Jeremiah 20:7-9,
Psalm 63,
Romans 12:1-2,
Matthew 16:21-27

It has been said that the “key word” in the Christian message is change in thinking, speaking, and acting. The Lord changed Jeremiah and, rather forcefully, called him to prophesy. Peter also was sternly told by Jesus to change his way of thinking. We, too, are called to transform our minds. The Greek word translated “repentance” is, which literally means a “change of mind.”


Jeremiah says he let himself be duped by the Lord. The Lord drew him into a love relationship, then gave him the difficult mission of prophesying the destruction of Jerusalem and the captivity in Babylon. Jeremiah condemned idolatry, the greed of priests, and false prophets – enough to bring about a conspiracy to kill him! But Jeremiah laments that if he tries to “shut up” and keep from prophesying, the word of God burns like fire in his heart and he can’t contain it. Jeremiah has to change his intentions in spite of himself!


After Jesus predicts his arrest, trial, suffering, death and resurrection, Peter rebuked him saying, “God forbid, Lord!” Jesus, however, turned on Peter and said, “Get behind me, Satan! You are an obstacle to me. You are thinking not as God does, but as human beings do.” Just a few verses before these, Jesus had called Peter the Rock on which the Church would be built. Here the Lord is calling him “Satan” and an obstacle, saying that his thinking has to be radically changed!

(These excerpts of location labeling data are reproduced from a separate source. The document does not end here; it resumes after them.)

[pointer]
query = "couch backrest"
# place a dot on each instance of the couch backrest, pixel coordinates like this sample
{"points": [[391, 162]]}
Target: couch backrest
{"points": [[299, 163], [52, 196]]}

In keeping with today’s message of change, St. Paul exhorts us: “Do not conform yourselves to this age but be transformed by the renewal of your mind…” A change in thinking is the only way to truly discern God’s will. Conformity to the world, to this age, to the secular culture around us is only a recipe for disaster.


It has been said that God loves us as we are, but loves us too much to leave us there. God said to Jeremiah, “I have loved you with an everlasting love” (Jer. 31:3). God gave Jeremiah a task that involved much suffering. The same was true, of course, with Peter. Jesus went to the cross and calls us to follow Him there. God’s thoughts are not our thoughts and God’s ways not our ways. So, may the Lord change us, so that we think His thoughts and follow His ways.